ATP-dependent degradation requires pupylation. (A) From left to right, Pup is deamidated at its C terminus by Dop, producing Pup_Glu; PafA ligates Pup_Glu to a substrate; and a pupylated substrate can either be depupylated by Dop or be degraded by the proteasome. (B) Proposed mechanisms of deamidation and pupylation. Starting from top left, the Pup C-terminal Gln is attacked by a nucleophilic Asp in Dop, forming a Pup-Dop intermediate; Pup undergoes a nucleophilic attack by water, activated by Dop, to yield Pup_Glu; PafA uses ATP to phosphorylate the γ-carboxylate of Pup_Glu; and nucleophilic attack by a substrate Lys residue results in the covalent linkage of Pup to a substrate. Another mechanism of Pup deamidation has been proposed, in which the Dop Asp residue coordinates a water molecule and nucleophilic attack by this activated water results in deamidation (66). (C) Depupylation of a pupylated substrate in M. smegmatis requires an intact Pup N terminus as well as Mpa. The top labels indicate the M. smegmatis strain background, as follows: WT, wild-type strain; ΔprcBA, deletion mutant lacking the prcBA genes; and mpa, a strain in which the gene has been disrupted with an integrated plasmid. Lanes: vec., empty vector; Pup, overproduced full-length Pup; Pup91, overproduced truncated Pup missing 30 N-terminal amino acids. Immunoblotting (IB) was performed on cell lysates from the indicated strains by using an antibody to M. tuberculosis Ino1 (inositol-1-phosphate synthetase), a known pupylated substrate. Bands corresponding to Ino1 and its Pup or Pup91 conjugate are indicated at the right. (Reprinted from reference with permission from Elsevier.)

FIG 4

PafE/Bpa is an ATP-independent proteasome activator. (Top) Crystal structure of dodecameric PafE/Bpa from M. tuberculosis (PDB entry 5IET). Dashed lines approximate the extended C termini of PafE in contact with the 20S CP α-ring. (Bottom) Top-down view of PafE.

FIG 5

Contributions of proteasomes to the physiology of M. tuberculosis. (A) Proteasomal degradation of the cytokinin synthase Log keeps levels of cytokinins and aldehydes low.

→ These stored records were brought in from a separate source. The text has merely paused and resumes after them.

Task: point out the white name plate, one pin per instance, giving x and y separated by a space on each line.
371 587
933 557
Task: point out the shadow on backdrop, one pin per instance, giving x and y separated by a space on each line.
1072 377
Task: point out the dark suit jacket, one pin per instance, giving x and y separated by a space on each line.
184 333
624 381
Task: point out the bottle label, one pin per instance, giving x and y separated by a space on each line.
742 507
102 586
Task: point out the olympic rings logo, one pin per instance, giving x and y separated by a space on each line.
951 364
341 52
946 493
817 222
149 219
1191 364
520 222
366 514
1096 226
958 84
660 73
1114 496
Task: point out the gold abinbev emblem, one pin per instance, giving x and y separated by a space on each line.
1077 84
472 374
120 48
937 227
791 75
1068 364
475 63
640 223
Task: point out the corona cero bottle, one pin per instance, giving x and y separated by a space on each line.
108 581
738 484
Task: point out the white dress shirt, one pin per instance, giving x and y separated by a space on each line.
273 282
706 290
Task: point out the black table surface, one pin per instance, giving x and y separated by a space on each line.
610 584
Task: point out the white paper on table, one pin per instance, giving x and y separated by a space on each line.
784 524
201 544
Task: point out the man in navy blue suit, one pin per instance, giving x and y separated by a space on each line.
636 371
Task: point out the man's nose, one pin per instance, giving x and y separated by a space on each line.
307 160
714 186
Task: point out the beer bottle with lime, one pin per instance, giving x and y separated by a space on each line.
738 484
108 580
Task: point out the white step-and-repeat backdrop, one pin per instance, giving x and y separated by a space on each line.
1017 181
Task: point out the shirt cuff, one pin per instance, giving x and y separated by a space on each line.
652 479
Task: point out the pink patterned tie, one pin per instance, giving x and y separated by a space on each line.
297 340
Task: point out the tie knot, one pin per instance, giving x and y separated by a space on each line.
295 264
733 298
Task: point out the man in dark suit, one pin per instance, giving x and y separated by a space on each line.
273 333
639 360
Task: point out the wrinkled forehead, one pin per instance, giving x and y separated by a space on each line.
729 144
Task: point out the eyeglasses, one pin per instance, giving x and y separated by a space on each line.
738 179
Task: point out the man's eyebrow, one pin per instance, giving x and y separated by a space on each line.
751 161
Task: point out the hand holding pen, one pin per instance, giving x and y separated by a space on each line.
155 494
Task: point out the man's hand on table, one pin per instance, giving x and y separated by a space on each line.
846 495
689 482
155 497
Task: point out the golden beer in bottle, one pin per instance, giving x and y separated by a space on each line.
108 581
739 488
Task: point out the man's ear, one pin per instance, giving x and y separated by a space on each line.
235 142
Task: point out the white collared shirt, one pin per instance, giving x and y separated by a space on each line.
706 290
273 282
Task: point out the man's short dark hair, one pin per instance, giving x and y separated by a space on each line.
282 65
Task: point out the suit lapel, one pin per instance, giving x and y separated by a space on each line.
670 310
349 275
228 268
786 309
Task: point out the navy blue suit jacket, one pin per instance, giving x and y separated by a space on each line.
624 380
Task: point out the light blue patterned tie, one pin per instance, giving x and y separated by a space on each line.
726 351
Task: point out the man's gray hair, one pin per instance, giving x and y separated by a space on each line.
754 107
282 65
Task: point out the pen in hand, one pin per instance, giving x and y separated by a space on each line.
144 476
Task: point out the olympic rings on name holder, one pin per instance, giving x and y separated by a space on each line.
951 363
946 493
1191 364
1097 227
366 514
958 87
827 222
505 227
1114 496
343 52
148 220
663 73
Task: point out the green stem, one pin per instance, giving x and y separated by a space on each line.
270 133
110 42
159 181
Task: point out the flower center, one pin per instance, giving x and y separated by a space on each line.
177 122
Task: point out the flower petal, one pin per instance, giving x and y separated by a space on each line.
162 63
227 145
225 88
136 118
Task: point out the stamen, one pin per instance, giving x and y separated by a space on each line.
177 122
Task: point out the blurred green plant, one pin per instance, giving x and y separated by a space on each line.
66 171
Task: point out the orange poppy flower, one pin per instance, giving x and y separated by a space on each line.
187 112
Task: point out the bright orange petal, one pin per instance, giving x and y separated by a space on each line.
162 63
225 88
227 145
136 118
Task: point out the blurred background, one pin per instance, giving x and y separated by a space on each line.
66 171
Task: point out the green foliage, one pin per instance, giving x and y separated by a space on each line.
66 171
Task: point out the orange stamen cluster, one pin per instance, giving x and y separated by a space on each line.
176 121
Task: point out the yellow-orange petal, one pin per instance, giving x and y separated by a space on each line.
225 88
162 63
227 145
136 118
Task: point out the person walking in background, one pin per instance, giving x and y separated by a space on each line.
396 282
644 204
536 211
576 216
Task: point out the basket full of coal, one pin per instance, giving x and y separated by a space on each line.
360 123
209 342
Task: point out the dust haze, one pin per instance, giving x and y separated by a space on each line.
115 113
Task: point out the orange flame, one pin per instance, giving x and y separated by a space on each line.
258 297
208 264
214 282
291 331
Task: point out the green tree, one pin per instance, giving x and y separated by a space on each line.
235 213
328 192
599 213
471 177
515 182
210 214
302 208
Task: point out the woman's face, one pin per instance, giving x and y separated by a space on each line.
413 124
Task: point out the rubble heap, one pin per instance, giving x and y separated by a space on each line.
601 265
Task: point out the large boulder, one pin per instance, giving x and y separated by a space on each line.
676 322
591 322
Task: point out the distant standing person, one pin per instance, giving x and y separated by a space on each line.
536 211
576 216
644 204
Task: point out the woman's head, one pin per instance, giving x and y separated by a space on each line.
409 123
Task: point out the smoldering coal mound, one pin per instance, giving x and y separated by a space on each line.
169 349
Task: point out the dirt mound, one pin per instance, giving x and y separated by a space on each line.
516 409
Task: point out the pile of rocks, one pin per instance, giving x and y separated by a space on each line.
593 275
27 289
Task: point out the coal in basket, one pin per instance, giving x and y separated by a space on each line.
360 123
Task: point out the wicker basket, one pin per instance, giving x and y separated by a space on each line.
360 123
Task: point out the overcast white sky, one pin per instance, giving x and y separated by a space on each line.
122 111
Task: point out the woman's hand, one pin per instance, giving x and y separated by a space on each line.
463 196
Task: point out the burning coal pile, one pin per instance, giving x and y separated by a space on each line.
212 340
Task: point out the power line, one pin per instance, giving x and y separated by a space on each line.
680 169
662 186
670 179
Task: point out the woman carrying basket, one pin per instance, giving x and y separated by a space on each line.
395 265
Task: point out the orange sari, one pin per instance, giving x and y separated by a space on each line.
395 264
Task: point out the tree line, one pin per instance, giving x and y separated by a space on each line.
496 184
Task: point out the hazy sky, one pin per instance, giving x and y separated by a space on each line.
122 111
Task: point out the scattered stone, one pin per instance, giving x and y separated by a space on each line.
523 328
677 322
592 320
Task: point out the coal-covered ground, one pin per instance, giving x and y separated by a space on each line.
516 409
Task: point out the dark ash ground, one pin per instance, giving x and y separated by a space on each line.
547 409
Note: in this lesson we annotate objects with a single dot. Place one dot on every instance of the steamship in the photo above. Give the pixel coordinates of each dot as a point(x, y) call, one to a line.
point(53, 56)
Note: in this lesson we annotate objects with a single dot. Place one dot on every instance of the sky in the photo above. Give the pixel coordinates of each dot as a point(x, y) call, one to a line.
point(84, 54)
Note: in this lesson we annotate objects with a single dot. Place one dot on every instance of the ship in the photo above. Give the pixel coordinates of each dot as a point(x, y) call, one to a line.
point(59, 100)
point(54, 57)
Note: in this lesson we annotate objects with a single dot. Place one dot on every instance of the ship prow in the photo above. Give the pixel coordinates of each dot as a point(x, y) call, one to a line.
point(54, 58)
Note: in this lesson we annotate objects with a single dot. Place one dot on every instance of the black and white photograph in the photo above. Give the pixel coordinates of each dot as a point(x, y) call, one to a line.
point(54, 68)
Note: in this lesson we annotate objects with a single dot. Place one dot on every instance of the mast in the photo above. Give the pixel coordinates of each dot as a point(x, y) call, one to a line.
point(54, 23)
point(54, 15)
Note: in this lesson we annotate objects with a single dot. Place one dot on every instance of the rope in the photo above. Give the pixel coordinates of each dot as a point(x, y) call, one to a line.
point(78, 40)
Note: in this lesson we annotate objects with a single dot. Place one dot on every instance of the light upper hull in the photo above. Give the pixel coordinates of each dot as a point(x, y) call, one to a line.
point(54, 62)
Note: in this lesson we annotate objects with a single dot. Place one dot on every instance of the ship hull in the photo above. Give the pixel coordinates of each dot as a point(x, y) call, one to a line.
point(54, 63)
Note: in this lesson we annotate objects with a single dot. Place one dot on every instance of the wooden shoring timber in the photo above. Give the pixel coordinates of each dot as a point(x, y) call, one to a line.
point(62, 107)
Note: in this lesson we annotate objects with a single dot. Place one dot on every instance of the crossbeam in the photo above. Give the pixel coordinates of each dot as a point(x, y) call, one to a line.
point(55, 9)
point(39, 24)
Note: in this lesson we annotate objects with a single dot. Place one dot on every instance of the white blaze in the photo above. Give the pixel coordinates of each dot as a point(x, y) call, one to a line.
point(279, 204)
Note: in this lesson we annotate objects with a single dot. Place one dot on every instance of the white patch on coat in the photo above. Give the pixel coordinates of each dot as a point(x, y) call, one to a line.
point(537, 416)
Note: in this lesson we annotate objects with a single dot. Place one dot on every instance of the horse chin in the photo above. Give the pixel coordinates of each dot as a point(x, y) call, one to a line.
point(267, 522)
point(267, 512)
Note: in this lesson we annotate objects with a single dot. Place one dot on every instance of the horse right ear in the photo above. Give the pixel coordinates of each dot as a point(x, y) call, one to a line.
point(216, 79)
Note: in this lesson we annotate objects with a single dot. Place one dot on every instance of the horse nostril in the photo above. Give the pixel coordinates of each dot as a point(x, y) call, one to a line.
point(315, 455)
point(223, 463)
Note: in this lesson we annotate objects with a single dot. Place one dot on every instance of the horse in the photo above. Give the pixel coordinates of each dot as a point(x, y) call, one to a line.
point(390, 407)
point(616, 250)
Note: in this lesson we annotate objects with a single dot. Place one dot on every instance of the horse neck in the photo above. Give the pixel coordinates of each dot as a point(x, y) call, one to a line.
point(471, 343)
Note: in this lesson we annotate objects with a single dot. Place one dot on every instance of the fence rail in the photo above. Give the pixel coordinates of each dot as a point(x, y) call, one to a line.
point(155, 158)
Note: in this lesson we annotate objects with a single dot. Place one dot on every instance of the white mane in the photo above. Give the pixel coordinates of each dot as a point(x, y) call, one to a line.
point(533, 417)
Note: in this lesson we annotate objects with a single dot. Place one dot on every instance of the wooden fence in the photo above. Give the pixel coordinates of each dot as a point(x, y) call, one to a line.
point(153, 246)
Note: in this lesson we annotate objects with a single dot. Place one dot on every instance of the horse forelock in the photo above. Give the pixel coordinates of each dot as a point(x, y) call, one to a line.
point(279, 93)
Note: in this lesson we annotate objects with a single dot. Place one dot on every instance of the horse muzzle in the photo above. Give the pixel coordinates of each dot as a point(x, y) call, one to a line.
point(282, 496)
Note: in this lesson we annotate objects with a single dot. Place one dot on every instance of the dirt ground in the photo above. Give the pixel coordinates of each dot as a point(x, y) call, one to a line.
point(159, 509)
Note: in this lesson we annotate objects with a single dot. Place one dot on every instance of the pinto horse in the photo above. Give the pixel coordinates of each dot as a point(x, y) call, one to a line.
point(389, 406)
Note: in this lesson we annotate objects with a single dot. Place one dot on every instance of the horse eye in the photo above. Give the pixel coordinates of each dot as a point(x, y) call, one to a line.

Accumulation of Log in a Pup-proteasome mutant causes increased cytokinin production. Cytokinins break down into aldehydes, which cause cytotoxicity in the presence of NO. (B) In wild-type bacteria, the transcriptional repressor RicR binds Cu⁺, causing its dissociation from promoters controlling the expression of Cu homeostasis genes at five loci on the M. tuberculosis chromosome. In the absence of proteasomal degradation, RicR appears to sense low intracellular Cu levels and binds to DNA, repressing expression of these genes. In the presence of elevated Cu levels, the RicR regulon may not be induced fully in a Pup-proteasome mutant. It is unclear if it is the weak induction of this regulon or another unidentified pathway that results in the hypersensitivity of Pup-proteasome system mutants to Cu. (C) The heat shock-responsive transcriptional repressor HspR, which controls expression of the protein chaperone-encoding genes dnaK, clpB, and hsp, is degraded by the PafE-proteasome. The abundance of misfolded proteins is kept low by DnaK, ClpB, and Hsp, and possibly by direct degradation by the PafE-proteasome. When degradation is disrupted, it is presumed that the failure to degrade HspR causes incomplete derepression of chaperone genes, leading to an accumulation of toxic unfolded proteins. See the text for proteasome-regulated pathways in other bacterial species.